Alt sınıflara mensup gençlik kesimlerinin bütünüyle yüksek öğretimin bünyesinden atılması anlamına gelecek bu uygulama, üniversitelerin tam birer ticarethane, öğrencilerin ise müşteri olma sürecinin tamamlanması anlamını taşıyacak.

“Üniversite-sermaye işbirliği kurulmalı!”

Neo-liberal dönüşüm süreci öncesinde bilgi üretilmesi ve bu bilginin yaygınlaştırılması rolü üzerinden tanımlanan üniversite, yeni tanımla birlikte artık üretim süreçlerine doğrudan katılıyor. Bu katılım üniversite ile sermayenin işbirliği olarak ortaya çıkıyor. Üniversitenin bilgi üretimi sermayenin ihtiyaçları doğrultusunda örgütleniyor.

Bilginin artık ticari bir kavram olduğunu savunan kapitalizmin ideologları, bilginin sermayenin hizmetine açılmasını da bu temelde gerekçelendiriyorlar. Üretim süreçlerine Ar-Ge’leri ekleyen burjuvazi, bu alanda yaşadığı bir dizi olumsuz deneyimin ardından, Ar-Ge’leri toplumun bilgi üretim merkezine kaydırmanın daha az maliyeti ve riski olacağı sonucuna varmış bulunuyor. Bu sayede Ar-Ge’ler ve onlarla beraber sermaye kuruluşları üniversitelerin içerisinde konumlandırılıyor.

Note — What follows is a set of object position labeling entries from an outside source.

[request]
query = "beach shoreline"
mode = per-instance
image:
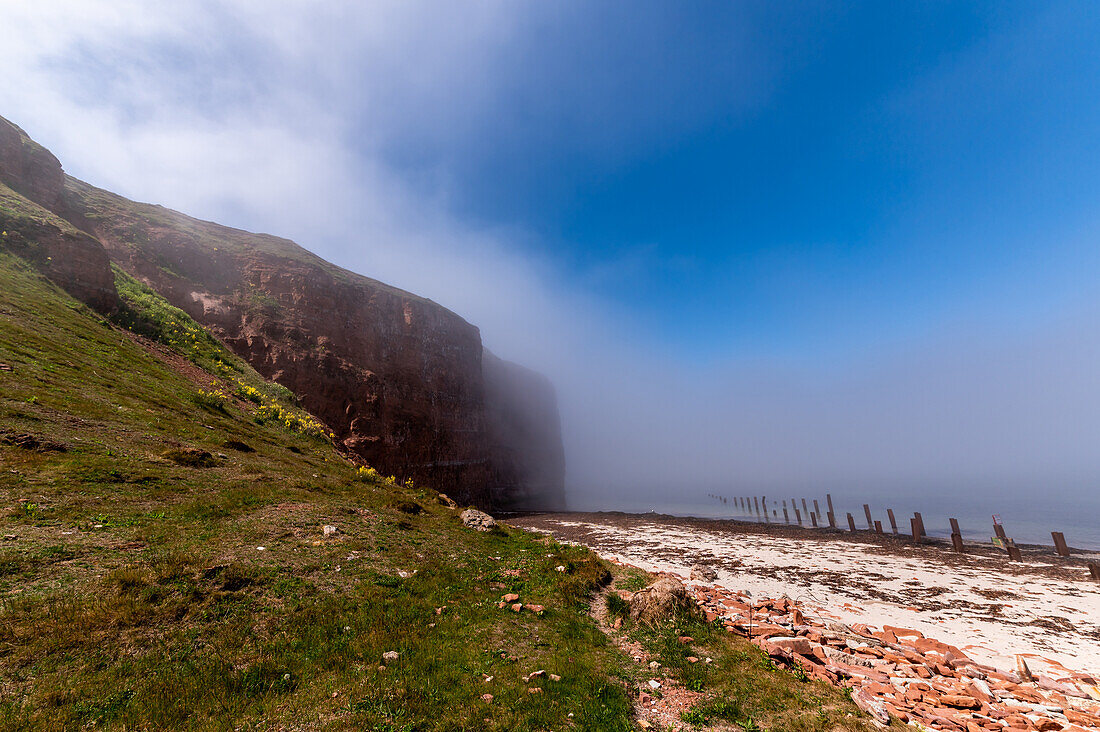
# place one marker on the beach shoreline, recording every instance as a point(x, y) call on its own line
point(1045, 608)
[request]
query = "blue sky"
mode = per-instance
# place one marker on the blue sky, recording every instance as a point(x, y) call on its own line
point(747, 177)
point(834, 244)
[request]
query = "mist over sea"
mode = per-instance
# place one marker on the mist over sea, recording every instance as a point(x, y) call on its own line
point(1029, 516)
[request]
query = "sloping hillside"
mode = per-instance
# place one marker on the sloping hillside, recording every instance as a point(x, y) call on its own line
point(183, 546)
point(164, 564)
point(397, 378)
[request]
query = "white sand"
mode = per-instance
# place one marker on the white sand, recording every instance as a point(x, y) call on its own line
point(881, 589)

Türkiye’de üniversite-sermaye işbirliği konusunda bugüne dek ciddi adımlar atılmıştır. Ülkemizde bu işbirliğini gerekçelendirmek, güçlendirmek ve yaygınlaştırmak özel olarak TÜBİTAK, TÜSİAD ve YÖK’ün görevleri arasındadır. Halihazırda ODTÜ, İTÜ ve hatta Kocaeli Üniversitesi gibi ünivesiteler bu alanda güçlü adımlar atmış bulunuyor.

Türkiye’de üzerinde ciddi çabalar harcanan başlıklardan birini ifade eden “üniversite-sermaye işbirliği” ile ilgili DB’nin yine de ikazda bulunması ise, mesleki eğitim alanı açısından ele alınmalıdır. Zira “iş çevrelerinin ihtiyaçlarının karşılanması” tam da bu anlama gelmektedir. Yerli sermayedarların son birkaç yıldır memleket meselesi haline getirdikleri bu alanın sermayeye entegrasyonunda henüz istenilen düzey yakalanamamıştır. DB de bu durumu yakından takip eden bir kurum olarak mesleki eğitimin tam da bu entegrasyonu sağlayabilecek türden bir yeniden yapılandırmaya girmesinin şart olduğunu belirtmektedir.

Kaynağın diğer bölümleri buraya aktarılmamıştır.